Varma, a professor of archaeology at Jawaharlal Nehru University, spoke to Huffington Post about why she thinks the ASI reached the results it did and the procedural lapses she observed. She argues that, “even today, there is no archeological evidence that there was a temple under the Babri Masjid.” According to her, “Underneath the Babri Masjid, there are actually older mosques.”
Varma has also told Huffington Post that the ASI used three pieces of evidence – all questionable – to say that a temple had existed at the site.
- A western wall: “The western wall is a feature of a mosque. It is a wall in front of which you say namaaz. It is not the feature of a temple. Temple has a very different plan.”
- Fifty pillar bases: “These are completely fabricated and we filed many complaints to the court about it. Our argument is that if you look at what they are claiming to be pillar bases, these are pieces of broken bricks and they have mud inside them.”
- Architectural fragments: “Of these 12 [most important architectural fragments], none of these were found during the excavation. These were recovered from the debris lying above the lime floor of the masjid. … A temple, a stone temple – supposedly this is a stone temple – has much more sculptured material than what they have found.”
Previous excavations
Varma also spoke about older excavations around the Babri Masjid area. The first was in 1861 by Alexander Cunningham, the first director-general of the ASI. He had, she claimed, mentioned three mounds in Ayodhya, two with some sort of Buddhist stupas and one with a vihara. While he banked on oral narratives that indicated some temples in the area had been destroyed, Varma says there was no mention of that in his report.
The second excavation was conducted in 1969 by the Department of Archaeology of the Banaras Hindu University, in the vicinity of Babri Masjid. Though few records from this excavation have survived to this day, they apparently concluded that the area had been inhabited in the early historic and the medieval periods.
Between 1975 and 1980, B.B. Lal, the then director-general of the ASI, revived the project. Lal’s work is significant in the history of the area, even though his initial report did not add much to previous work.
Also read: RSS’s Ordinance Push Upsets the Nexus That Helped Plant an Idol in Babri Masjid
So what makes his project stand out?
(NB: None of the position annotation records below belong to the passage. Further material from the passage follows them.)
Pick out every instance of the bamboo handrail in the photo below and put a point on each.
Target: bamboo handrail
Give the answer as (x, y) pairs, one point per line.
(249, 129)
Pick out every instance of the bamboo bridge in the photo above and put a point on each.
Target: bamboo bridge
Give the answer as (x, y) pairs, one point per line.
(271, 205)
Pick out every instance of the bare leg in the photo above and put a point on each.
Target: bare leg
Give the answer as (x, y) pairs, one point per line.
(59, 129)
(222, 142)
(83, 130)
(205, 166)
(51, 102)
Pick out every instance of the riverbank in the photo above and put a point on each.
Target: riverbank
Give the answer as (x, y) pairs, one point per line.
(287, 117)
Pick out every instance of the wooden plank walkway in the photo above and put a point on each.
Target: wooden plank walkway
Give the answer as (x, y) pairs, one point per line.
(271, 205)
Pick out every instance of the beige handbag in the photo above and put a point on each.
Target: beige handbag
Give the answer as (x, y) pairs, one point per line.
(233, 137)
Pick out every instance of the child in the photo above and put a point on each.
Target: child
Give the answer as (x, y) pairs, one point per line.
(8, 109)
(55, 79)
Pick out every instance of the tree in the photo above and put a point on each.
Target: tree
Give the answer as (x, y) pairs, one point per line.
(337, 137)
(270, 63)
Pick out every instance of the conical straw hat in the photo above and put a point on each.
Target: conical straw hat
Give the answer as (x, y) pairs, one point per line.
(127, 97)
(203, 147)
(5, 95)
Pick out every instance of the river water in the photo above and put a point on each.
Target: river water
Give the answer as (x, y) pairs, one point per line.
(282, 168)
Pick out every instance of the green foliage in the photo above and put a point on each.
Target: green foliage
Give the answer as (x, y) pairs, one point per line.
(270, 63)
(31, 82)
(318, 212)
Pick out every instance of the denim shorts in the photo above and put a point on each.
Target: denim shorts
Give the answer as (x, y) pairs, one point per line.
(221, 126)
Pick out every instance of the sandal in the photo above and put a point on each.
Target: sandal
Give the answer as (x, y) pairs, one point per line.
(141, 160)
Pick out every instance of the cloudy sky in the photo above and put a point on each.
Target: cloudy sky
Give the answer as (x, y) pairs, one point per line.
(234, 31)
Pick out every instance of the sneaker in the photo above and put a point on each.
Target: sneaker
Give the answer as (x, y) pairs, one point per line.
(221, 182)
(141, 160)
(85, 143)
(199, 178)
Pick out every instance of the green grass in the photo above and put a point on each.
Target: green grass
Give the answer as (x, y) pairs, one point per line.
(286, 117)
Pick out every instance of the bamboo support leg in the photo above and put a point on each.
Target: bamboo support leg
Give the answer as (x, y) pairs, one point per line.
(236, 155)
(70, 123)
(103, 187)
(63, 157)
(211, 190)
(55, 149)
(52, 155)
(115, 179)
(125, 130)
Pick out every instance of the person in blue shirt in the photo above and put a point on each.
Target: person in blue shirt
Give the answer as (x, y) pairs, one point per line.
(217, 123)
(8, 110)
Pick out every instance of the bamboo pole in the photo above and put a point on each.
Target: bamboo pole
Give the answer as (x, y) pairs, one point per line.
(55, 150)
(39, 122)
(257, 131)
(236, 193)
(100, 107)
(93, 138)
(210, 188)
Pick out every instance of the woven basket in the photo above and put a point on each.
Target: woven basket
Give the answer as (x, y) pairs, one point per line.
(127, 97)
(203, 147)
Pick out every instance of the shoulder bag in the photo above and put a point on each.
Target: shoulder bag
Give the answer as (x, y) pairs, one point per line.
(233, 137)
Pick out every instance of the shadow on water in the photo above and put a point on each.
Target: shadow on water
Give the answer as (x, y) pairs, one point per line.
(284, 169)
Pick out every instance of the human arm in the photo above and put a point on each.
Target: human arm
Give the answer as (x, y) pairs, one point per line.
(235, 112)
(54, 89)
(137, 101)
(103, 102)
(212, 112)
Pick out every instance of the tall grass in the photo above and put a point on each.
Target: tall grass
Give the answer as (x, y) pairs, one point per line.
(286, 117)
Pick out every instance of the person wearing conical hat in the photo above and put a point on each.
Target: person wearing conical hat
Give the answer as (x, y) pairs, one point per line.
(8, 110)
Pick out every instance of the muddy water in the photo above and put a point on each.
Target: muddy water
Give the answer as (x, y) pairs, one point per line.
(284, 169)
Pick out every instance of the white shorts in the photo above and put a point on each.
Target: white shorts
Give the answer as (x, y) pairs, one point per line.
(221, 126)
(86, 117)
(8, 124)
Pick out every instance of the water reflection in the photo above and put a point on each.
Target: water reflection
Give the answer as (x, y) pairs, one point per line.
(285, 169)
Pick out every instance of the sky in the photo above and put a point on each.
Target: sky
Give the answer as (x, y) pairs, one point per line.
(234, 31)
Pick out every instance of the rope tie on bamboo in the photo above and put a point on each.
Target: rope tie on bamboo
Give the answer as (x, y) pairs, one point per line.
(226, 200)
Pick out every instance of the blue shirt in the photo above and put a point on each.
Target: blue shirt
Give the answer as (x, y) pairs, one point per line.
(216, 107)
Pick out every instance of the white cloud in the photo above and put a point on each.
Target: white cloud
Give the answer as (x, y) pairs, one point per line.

According to Varma (lightly edited for clarity),
By 1988, the [Vishwa Hindu Parishad] had picked up this whole issue of temples having been demolished at three sites – Ayodhya, Mathura and Varanasi. In [that year], B.B. Lal took a photograph of pillar bases, which he said was taken and excavated at Ayodhya between 1975 and 1978, and published it in Manthan, which is the [Rashtriya Swayamsevak Sangh] journal. He also presented the photograph at the World Archeological Congress in Croatia, saying that if excavations were to be carried out, they would find evidence of a temple.
Lal’s assertions helped the BJP create a large-scale political movement out of the Babri Masjid monument, and in 1992, the mosque was demolished. In 1999, after the National Democratic Alliance assumed power, the topic of excavation became big again, according to Varma, and the Allahabad high court ordered the ASI dig in 2002.
A questionable ASI report
The ASI, according to Varma, left much to be desired in its final report. While the initial sections read normally, the conclusion stands out. She told Huffington Post,
If you read the entire report, there is no mention of any temple. It is a standard report. …What is missing is a chapter on bones and human skeletal remains. That is what they also found but they never published it.
What you will also find is that the names of the people who wrote those [other] chapters is mentioned. But in the conclusion, there is no name mentioned. And in the conclusion, in the last paragraph of the report, they say that given the evidence of this western wall, and pillar bases, and some architectural fragments, there was a temple underneath the Babri Masjid. It is literally written in three lines. Otherwise, nowhere in the discussion, is there any talk of a temple being found. With the same evidence, we have interpreted that there were actually two or three phases of smaller mosques underneath the Babri Masjid.